Methods: Forty-seven patients (38 men, 9 women; mean age 38 years; range 27 to 70 years) were treated for isolated sternal fractures. The patients were evaluated in terms of location, shape, and type of fractures, treatment methods, and complications. Posteroanterior and left lateral chest radiograms were used for the diagnosis.
Results: Forty-one patients (87.2%) were injured by a traffic accident and the majority of these patients (n=36) wore a seat belt. Sternal fractures were localized in the mid-gladiolus in 29 patients (61.7%). Five patients had an unseparated sternomanubrial fracture, and four patients had sternal fracture in the lower one-third of the sternum. Seven patients had presternal hematoma. The average time from injury to treatment was 6.3 hours. Four patients (8.5%) had pneumothorax. Electrocardiography showed ST-T changes in nine patients (19.2%). Eight patients were managed by closed manipulation with hyperextension of the spine, and 13 patients with separated and unstable sternal fractures were managed by surgical fixation with steel wiring. No complications or mortality occurred. The mean hospital stay was 8.3 days (range 4 to 13 days).
Conclusion: The management of patients with isolated sternal fractures is usually conservative. However, some patients may require surgery.
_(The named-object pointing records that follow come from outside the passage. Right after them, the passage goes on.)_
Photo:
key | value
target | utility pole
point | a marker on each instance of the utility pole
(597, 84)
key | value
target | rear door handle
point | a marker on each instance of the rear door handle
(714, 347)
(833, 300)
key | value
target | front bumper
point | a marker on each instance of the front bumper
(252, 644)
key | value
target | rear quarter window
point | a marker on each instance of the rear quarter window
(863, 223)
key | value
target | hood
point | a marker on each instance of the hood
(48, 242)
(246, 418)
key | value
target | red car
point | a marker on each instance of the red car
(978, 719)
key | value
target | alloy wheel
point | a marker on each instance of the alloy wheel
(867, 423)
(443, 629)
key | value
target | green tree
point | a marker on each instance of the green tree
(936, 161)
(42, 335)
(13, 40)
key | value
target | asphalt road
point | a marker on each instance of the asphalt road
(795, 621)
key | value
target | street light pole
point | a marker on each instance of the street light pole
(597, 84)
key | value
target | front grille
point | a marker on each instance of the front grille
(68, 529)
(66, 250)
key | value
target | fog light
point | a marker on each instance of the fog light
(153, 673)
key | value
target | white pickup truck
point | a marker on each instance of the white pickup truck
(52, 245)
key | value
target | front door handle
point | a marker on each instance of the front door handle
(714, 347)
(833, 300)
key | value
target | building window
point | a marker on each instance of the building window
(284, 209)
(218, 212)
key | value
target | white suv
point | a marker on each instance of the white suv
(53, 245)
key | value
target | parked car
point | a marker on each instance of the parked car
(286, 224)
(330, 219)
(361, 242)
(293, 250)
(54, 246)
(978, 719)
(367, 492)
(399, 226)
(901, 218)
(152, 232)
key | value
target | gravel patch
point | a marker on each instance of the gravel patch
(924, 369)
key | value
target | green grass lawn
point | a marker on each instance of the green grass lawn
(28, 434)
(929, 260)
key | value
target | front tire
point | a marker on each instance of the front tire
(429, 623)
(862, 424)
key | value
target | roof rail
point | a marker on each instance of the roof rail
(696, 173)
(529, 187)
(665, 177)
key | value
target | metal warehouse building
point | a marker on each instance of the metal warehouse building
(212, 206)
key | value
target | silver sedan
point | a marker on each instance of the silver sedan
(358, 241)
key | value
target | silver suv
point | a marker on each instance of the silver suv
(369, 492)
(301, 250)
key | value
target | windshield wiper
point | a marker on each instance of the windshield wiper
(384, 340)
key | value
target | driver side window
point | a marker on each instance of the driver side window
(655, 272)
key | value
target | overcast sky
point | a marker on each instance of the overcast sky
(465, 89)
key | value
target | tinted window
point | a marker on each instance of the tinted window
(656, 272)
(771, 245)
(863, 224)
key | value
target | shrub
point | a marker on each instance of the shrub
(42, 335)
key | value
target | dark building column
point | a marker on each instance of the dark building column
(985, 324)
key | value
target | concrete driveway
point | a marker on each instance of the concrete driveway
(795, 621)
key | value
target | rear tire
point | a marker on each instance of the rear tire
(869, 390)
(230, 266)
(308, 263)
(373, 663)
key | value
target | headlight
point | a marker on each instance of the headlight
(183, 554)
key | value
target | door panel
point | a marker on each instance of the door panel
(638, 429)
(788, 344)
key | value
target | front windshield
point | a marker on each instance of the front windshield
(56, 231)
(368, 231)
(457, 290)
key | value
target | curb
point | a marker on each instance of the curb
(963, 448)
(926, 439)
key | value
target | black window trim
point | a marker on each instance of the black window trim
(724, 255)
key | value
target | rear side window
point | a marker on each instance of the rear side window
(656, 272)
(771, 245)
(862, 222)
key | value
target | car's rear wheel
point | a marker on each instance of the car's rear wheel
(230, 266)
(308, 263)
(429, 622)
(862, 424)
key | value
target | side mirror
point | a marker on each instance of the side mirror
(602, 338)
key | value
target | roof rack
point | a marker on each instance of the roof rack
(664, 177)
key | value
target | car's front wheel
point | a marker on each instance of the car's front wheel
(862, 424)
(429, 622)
In order to prevent possible cardiac and cardiovascular complications, electrocardiographic and cardiac enzymatic changes should be monitored.
Table 1: Clinical characteristics of the patient group
Eight patients were managed by closed manipulation with hyperextension of the spine, and 13 patients (27.7%) were managed by surgical fixation with steel wiring. No complications occurred. There was no mortality. The mean hospital stay was 8.3 days (range 4 to 13 days).
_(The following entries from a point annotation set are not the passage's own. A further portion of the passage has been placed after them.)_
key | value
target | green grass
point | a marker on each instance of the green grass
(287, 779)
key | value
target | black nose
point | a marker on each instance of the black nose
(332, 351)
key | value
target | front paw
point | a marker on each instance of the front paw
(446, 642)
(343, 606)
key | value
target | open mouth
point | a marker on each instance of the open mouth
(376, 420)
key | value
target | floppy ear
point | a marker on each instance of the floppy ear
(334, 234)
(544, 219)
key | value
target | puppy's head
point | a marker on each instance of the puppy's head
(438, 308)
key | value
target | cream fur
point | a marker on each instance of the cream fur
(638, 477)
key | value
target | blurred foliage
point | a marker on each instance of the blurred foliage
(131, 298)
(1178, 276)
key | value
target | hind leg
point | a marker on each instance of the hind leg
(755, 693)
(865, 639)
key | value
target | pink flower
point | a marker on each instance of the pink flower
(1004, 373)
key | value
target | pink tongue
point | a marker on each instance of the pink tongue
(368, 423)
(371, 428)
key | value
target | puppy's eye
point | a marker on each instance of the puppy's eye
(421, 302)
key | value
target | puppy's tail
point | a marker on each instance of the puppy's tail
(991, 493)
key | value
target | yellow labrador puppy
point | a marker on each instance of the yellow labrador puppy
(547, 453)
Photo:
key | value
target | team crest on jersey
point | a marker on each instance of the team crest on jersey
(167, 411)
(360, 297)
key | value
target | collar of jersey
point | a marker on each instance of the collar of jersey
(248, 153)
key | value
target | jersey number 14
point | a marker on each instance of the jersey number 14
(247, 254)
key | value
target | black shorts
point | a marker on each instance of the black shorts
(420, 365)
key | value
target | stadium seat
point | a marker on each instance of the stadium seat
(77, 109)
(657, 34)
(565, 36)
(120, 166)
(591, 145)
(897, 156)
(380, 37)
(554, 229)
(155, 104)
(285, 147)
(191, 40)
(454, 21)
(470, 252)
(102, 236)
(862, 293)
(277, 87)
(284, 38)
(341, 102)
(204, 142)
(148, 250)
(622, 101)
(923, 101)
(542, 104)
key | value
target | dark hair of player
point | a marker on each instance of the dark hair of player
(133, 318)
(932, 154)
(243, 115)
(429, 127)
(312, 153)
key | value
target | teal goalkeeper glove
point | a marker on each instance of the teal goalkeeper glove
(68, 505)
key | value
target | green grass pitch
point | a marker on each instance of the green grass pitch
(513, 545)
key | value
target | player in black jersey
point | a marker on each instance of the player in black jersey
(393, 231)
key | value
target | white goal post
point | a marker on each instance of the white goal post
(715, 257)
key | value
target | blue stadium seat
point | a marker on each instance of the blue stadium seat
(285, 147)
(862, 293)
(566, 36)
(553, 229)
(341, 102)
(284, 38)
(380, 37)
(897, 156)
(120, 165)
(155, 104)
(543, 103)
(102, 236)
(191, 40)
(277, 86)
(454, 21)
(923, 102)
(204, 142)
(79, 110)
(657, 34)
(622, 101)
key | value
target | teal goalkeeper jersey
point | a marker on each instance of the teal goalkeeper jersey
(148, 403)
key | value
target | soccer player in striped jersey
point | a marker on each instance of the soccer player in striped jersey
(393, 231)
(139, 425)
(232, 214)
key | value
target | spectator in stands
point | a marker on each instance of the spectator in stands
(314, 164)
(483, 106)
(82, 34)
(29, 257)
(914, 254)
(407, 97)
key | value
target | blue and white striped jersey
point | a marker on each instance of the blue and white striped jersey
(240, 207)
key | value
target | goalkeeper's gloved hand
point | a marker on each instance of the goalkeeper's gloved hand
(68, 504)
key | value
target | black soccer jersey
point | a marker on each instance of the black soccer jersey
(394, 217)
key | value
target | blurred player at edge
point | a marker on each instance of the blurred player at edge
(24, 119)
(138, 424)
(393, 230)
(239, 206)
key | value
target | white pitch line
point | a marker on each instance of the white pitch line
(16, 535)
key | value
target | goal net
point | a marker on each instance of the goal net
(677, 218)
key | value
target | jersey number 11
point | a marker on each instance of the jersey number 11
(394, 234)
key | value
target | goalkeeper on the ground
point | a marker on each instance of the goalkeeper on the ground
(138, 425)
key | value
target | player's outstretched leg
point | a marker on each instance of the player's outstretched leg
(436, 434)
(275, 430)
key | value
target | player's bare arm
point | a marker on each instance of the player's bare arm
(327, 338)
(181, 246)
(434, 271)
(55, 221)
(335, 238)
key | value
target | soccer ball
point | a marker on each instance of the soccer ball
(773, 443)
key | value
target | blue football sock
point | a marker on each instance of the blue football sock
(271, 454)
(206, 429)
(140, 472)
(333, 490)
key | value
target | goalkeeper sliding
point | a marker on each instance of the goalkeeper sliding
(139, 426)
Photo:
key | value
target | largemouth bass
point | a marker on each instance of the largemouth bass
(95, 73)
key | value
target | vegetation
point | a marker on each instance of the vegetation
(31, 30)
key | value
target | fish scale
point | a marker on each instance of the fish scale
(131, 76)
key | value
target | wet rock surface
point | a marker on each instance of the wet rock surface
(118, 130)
Sternal fractures are relatively rare compared to other fractures.[5,6] The incidence is on the incline because of increasing number of automobiles with high speed capability.[7] Sternal fractures accounted for 0.9% of all thoracic traumas evaluated in our department.
Sternal fractures occur either with a direct blow onto the anterior chest wall as occurs in traffic accidents or, less commonly, with a violent flexion-compression injury to the thoracic spine often accompanied by significant spine and head trauma.[5] The etiology was a traffic accident in most of our cases (87.2%). Fractures usually involve the sternomanubrial joint.[7] In our series, the fractures commonly occurred at the mid-body. The most striking finding in these cases was the overriding fracture segments forming a wedge, which caused trouble during open reduction.
It is thought that violent pain on the anterior chest wall may be related with a sternal fracture. Visible signs such as ecchymosis, hematoma, or contusion may be present in the anterior chest wall. There was marked presternal hematoma in seven of our cases. The separated fracture was palpable because of overridden fragments in all the patients. The diagnosis is definitive when sternal fragments are seen in lateral chest roentgenograms. The fragments were overridden in 13 patients.
After the patient’s condition is stabilized, sternal fracture can simply be managed by closed manipulation.[8,9] This approach was preferred in seven of our patients because the fracture line was regular with minimal overriding. When closed reduction fails, open reduction and internal fixation may be necessary. Surgery is required in the following conditions: (i) chest wall mobility and the need for stabilization of the chest wall to prevent pulmonary insufficiency, (ii) violent pain, (iii) deformity caused by fracture, (iv) overridden fragments, and (v) failure of closed reduction.[3,7] In our series, surgical fixation was applied in 13 patients (27.7%). Either a longitudinal midsternal incision[7] or a transverse incision parallel to the fracture line[5] is preferred. In most of our cases, a longitudinal midline incision (8-10 cm) was made over the fracture side. Reduction can be achieved with internal fixation using Steinman or Kirschner pins or heavy wire sutures or with external fixation. We fixed the sternum with heavy wire sutures across the fracture site. Heavy wires were passed through both the inner and outer tables of the sternum. We placed a spoon in order not to injure the substernal structures (Fig. 1). Full recovery of fracture is expected within 1.5 to 3 months.
In conclusion, sternal fracture should be suspected and managed accordingly after verifying the diagnosis in any patient with sternal pain following thoracic injury. Cardiac contusion should also be kept in mind in cases with sternal fractures along with appropriate electrocardiographic and radiological evaluations.